We continue the discussion of the distributional properties of estimators in the regression model under normality. After repetition of properties of the multivariate normal distribution, we show that the estimator of beta coefficients obtained by LS is equal to that one obtained by ML (think whether it is the same for the error variance estimations?)

We further turn to the test procedures in the multiple linear regression. We start by the global test on the model adequacy and testing a subset of coefficient and test in the general linear hypothesis, see sections 3.3.1-3.3.4. It is important to understand why the partial F-test, presented in Section 3.3.2, measures the contribution of the subset of regressors into the model given that the other regressors are included in the model. Check Appendix C.3.3-C.3.4 for details and go through example 3.5 where the partial F-test is illustrated. Go through Examples 3.6 and 3.7 of section 3.3.4 which demonstrate the unified approach for testing linear hypotheses about regression coefficients.

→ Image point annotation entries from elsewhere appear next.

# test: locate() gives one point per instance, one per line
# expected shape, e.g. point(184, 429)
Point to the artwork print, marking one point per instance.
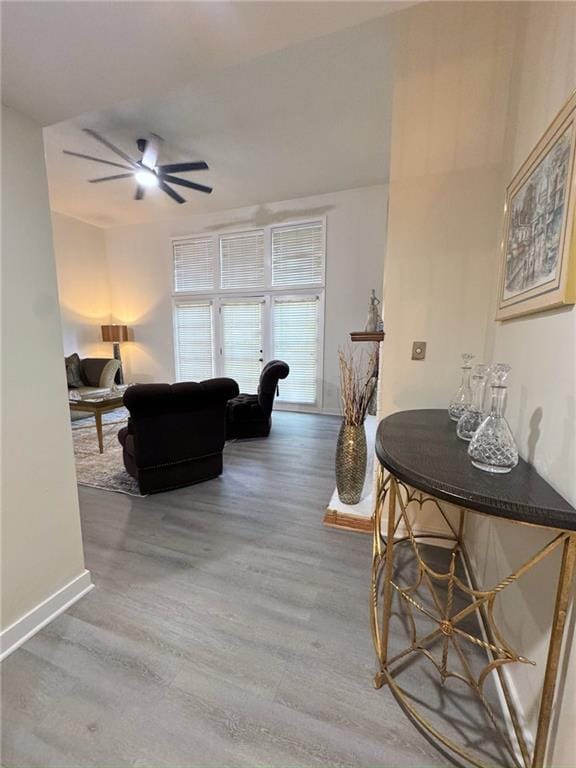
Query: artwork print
point(538, 269)
point(536, 222)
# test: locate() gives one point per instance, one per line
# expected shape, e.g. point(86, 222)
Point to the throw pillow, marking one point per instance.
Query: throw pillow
point(73, 371)
point(109, 373)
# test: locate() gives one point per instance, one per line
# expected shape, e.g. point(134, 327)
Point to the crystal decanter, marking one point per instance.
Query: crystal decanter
point(493, 448)
point(463, 397)
point(473, 416)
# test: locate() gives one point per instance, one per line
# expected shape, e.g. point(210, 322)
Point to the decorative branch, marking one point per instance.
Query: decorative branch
point(357, 384)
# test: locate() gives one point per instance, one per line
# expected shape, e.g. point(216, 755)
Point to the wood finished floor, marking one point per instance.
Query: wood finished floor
point(228, 627)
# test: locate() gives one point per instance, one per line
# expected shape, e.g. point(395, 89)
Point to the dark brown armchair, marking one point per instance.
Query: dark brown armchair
point(251, 415)
point(175, 433)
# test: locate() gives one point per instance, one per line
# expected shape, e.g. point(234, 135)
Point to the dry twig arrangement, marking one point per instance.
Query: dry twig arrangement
point(357, 384)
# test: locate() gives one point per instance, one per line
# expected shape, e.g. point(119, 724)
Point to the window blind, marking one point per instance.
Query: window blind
point(298, 255)
point(295, 332)
point(194, 341)
point(193, 264)
point(242, 260)
point(242, 342)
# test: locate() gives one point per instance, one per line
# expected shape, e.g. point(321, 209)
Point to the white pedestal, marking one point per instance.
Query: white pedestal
point(357, 517)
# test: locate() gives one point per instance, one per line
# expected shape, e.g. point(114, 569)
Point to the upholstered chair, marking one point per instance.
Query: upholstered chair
point(175, 433)
point(251, 415)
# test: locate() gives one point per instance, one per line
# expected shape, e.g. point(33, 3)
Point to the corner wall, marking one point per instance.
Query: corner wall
point(83, 286)
point(476, 85)
point(453, 65)
point(542, 396)
point(42, 557)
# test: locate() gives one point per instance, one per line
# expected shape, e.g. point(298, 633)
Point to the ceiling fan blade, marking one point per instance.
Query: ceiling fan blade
point(111, 178)
point(170, 192)
point(110, 146)
point(186, 183)
point(176, 167)
point(95, 159)
point(150, 154)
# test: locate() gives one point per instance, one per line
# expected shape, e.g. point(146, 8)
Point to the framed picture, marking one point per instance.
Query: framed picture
point(538, 270)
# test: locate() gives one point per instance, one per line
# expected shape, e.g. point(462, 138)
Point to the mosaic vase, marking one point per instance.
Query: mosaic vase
point(351, 455)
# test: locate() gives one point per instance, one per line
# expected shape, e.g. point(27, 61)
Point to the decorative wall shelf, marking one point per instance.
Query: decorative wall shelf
point(367, 335)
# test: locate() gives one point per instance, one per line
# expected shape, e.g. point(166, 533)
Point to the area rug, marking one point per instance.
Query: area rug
point(102, 470)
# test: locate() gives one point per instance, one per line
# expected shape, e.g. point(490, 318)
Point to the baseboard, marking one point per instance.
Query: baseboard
point(347, 522)
point(26, 627)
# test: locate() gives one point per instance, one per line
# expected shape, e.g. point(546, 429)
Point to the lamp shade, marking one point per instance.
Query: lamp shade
point(114, 333)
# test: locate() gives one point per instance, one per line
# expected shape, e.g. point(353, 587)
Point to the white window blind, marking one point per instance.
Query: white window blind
point(193, 264)
point(242, 260)
point(295, 331)
point(242, 342)
point(194, 340)
point(298, 255)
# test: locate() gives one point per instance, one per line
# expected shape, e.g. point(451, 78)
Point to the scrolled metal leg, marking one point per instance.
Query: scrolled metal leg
point(554, 648)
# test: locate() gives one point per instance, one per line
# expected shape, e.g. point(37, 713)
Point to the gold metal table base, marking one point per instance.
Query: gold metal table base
point(449, 622)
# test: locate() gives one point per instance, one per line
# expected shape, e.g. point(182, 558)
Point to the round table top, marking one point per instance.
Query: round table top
point(421, 448)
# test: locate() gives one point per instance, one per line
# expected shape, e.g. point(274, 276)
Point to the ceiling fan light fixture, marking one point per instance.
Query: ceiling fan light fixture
point(146, 178)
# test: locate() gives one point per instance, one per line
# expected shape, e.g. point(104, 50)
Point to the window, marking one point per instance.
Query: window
point(193, 265)
point(241, 299)
point(298, 255)
point(295, 329)
point(242, 348)
point(194, 340)
point(242, 260)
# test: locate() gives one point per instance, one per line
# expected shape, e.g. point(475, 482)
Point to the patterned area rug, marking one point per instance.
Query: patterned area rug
point(102, 470)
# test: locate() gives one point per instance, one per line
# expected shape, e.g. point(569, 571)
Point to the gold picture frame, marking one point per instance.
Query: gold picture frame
point(538, 263)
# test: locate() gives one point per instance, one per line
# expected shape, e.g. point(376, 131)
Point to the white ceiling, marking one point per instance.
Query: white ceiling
point(63, 58)
point(310, 119)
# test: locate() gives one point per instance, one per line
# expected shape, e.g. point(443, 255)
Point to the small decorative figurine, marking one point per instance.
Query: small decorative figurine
point(373, 321)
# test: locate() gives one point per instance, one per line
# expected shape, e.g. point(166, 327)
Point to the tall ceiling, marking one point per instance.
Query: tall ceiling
point(281, 99)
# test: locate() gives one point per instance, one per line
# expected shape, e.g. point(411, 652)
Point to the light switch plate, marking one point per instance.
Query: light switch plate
point(418, 350)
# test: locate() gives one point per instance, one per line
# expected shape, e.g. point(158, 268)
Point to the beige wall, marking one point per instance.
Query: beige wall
point(452, 68)
point(42, 547)
point(140, 261)
point(476, 85)
point(83, 286)
point(542, 352)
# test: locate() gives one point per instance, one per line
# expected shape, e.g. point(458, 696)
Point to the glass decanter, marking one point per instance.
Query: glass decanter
point(473, 416)
point(493, 448)
point(463, 397)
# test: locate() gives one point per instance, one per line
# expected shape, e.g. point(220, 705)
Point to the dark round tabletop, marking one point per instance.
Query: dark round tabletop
point(421, 448)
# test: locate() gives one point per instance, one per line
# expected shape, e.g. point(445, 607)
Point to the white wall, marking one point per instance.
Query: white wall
point(139, 261)
point(42, 546)
point(542, 397)
point(83, 287)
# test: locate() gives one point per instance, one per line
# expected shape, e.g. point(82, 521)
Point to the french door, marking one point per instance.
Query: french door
point(234, 336)
point(241, 335)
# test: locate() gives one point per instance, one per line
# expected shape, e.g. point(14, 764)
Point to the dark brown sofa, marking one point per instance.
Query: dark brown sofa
point(175, 433)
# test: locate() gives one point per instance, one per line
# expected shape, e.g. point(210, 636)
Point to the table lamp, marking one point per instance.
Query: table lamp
point(116, 334)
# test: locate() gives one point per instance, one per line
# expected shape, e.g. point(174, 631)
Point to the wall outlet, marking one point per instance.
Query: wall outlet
point(418, 350)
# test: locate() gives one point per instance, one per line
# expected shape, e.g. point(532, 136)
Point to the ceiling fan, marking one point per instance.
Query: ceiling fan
point(145, 171)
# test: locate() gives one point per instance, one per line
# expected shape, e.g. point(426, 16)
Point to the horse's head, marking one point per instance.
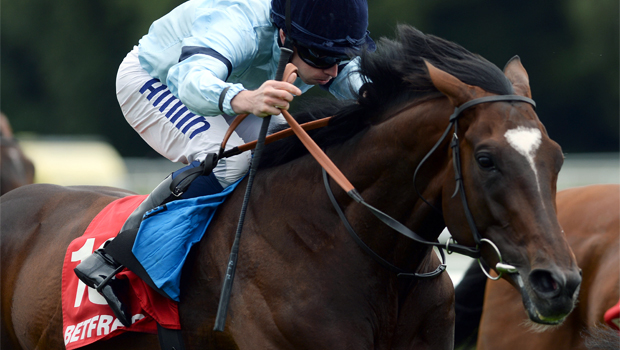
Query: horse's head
point(509, 168)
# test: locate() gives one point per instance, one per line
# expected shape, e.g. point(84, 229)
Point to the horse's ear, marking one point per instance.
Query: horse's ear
point(457, 91)
point(517, 75)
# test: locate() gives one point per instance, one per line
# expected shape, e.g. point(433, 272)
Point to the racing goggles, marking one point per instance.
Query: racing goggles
point(319, 59)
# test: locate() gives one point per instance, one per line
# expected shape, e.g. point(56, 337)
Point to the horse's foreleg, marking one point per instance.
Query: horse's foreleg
point(427, 316)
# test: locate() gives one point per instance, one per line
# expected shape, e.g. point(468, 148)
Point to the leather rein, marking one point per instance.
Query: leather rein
point(329, 168)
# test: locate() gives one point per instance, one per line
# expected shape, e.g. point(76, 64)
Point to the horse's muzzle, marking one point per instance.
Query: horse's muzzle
point(550, 295)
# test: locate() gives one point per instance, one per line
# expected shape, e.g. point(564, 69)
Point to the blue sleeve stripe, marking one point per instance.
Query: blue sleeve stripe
point(188, 51)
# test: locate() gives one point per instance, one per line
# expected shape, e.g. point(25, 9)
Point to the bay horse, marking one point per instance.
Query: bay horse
point(590, 217)
point(302, 282)
point(16, 169)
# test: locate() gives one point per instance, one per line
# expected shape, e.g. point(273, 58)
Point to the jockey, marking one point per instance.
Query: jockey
point(206, 62)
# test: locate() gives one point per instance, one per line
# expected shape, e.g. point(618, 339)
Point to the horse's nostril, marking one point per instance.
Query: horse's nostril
point(543, 282)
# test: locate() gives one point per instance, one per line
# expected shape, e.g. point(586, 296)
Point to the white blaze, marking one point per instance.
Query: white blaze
point(526, 141)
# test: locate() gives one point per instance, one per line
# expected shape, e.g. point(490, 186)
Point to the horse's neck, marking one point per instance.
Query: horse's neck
point(380, 164)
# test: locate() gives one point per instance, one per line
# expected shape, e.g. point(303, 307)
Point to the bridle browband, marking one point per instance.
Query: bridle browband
point(474, 252)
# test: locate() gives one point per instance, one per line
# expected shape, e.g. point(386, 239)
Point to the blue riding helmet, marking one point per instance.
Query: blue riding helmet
point(336, 27)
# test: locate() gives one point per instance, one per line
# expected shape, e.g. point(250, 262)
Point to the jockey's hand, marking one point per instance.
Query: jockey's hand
point(269, 99)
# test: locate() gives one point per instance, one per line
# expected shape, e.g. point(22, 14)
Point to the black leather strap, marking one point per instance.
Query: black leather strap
point(170, 339)
point(393, 224)
point(220, 103)
point(182, 181)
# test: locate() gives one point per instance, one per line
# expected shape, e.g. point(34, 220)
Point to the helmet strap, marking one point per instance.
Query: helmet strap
point(288, 41)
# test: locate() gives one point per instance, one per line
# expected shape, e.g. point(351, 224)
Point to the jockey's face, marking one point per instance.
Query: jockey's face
point(313, 69)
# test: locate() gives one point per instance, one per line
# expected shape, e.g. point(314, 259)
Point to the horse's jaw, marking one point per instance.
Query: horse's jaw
point(538, 308)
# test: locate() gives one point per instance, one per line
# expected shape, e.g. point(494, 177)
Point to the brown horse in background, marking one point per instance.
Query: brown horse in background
point(590, 217)
point(16, 169)
point(302, 282)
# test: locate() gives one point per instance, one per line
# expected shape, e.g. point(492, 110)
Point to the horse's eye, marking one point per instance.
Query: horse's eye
point(485, 162)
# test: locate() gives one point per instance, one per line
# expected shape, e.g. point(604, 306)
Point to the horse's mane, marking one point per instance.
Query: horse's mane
point(393, 75)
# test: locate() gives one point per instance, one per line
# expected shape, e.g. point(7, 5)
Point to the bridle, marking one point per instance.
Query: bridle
point(450, 246)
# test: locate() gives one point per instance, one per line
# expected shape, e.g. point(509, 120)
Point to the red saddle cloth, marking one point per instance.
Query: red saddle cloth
point(86, 315)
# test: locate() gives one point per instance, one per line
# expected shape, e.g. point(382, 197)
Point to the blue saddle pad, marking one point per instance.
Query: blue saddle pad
point(168, 232)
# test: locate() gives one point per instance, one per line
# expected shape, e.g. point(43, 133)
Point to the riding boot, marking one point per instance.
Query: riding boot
point(97, 271)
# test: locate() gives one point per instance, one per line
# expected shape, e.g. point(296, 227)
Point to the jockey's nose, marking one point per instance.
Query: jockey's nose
point(332, 71)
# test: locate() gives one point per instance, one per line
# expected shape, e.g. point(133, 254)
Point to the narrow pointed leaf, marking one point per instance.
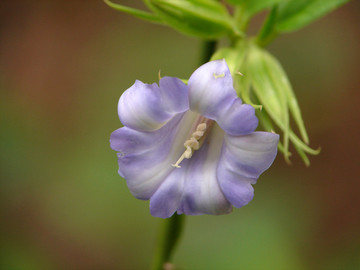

Next, we discuss the confidence intervals for the coefficients (but not for the mean response). Read yourself sections 3.4.1-3.5. It is important to understand the difference between one-at-a-time confidence interval (marginal inference) for a single regression coefficient, and a simultaneous (or joint) confidence set for the whole vector of coefficients. Go through example 3.11, think about the advantages and disadvantages of the two methods which have been presented: the joint confidence set is given by (3.50) (confidence ellipse, see Fig. 3.8) and the Bonferroni-type correction strategy. I will talk about this during the next lecture.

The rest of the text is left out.